Cybercriminals will always seek to evade third-party detection. Despite the increased adoption of robust cybersecurity and threat intelligence programs, threats ranging from low-level fraud and phishing to large-scale ransomware extortion campaigns and DDoS attacks continue to emerge and yield damage across the enterprise. Although more organizations are recognizing the critical need to safeguard their critical systems, infrastructure, stakeholders, and data from cyber threats, most of these threats remain under-the-radar until they emerge from the exclusive confines of the Deep & Dark Web. These vast, difficult-to-access regions of the Internet encompass illicit marketplaces, invite-only forums, and yes — password-protected communication channels supported by applications that employ varying levels of encryption.

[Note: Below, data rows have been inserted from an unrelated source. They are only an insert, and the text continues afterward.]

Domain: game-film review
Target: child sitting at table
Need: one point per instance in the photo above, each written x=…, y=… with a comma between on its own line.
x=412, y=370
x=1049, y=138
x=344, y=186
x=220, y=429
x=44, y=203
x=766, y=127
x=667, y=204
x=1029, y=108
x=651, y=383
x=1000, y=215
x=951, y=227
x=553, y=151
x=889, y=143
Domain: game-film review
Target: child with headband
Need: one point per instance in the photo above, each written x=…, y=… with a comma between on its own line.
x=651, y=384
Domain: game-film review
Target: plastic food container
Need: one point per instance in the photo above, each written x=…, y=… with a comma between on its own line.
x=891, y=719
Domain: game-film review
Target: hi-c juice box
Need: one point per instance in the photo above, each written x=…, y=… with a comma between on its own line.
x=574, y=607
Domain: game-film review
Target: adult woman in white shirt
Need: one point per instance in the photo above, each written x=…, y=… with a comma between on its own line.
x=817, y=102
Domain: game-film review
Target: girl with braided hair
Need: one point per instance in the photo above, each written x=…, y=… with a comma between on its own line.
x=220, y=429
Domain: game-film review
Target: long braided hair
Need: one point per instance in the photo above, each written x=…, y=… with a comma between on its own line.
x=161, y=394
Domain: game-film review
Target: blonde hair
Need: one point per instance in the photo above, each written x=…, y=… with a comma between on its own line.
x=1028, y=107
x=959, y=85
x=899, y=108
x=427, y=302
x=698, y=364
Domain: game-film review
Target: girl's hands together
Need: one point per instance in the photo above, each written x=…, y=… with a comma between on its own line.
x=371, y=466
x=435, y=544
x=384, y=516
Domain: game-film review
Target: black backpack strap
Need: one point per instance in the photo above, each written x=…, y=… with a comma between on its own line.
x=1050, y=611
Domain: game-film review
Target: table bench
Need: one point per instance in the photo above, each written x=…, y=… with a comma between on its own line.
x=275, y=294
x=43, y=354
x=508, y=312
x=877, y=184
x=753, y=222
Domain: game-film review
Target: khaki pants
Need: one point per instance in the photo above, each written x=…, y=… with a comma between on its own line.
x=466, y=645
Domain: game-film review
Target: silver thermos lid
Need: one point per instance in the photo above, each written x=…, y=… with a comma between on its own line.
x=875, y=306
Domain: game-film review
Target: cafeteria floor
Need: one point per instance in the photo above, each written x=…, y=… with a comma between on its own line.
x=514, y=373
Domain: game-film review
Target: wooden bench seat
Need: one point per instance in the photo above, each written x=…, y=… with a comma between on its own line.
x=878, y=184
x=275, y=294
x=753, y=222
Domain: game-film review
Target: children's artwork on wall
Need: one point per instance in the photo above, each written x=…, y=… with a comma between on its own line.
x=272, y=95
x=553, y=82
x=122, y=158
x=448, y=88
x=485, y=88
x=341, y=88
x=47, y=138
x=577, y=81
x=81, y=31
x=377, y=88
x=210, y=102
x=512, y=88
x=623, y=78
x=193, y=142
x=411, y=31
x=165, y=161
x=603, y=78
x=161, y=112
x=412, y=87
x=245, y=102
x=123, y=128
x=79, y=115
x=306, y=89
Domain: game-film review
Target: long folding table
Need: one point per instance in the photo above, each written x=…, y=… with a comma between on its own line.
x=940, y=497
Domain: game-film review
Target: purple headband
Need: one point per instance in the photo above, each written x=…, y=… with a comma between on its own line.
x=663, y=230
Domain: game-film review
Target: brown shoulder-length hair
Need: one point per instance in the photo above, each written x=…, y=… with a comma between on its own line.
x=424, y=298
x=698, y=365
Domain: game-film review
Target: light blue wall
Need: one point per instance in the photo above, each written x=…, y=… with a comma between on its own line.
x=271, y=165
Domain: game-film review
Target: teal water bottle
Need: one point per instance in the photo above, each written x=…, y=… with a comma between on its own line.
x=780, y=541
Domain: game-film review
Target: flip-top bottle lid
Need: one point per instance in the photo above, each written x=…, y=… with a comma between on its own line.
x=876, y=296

Indeed, Flashpoint’s newest research paper titled, “Cybercrime Economy: An Analysis of Cybercriminal Communication Strategies,” acknowledges that cybercriminals’ use of various encrypted communication tools presents countless challenges for organizations seeking to combat cybercrime. This research examines data collected between 2012 and 2016 from cybercriminal communities spanning seven different languages: Russian, Spanish, French, Arabic, Chinese, Persian/Farsi and English. Flashpoint analyzed trends pertaining to these communities’ use of communication tools including ICQ, Skype, Jabber, PGP, AOL Instant Messenger, Telegram, WeChat, QQ, WhatsApp, and Kik.
The results of this study address the following questions:
• Which nation state is the trendsetter in selecting communication tools, based on prominence and track record, and why?
• The widespread popularity of which application demonstrates that convenience often outweighs both sophistication and operational security?
• Which application was most popular among English-speaking cybercriminals in 2012 and what do those results look like today?
• How can organizations direct intelligence-led initiatives while cultivating an increased understanding of the complex variables driving cybercriminal behavior?
Analyzing cybercriminals’ tactics, tools, and procedures provides necessary context for understanding their communications methods. Especially in today’s day and age of complex and relentless cyber threats, organizations should recognize that effectively bolstering security measures to address these threats requires comprehensive visibility into all factors contributing to their threat landscape. While even the most robust, well-equipped security teams may never be able to detect and protect against each and every threat proactively, Business Risk Intelligence (BRI) derived from the Deep & Dark Web can provide organizations with additional visibility and critical insights that not only shed light on cybercriminals’ communication strategies but also help address cyber threats, inform strategic decisions, and mitigate risk across the enterprise.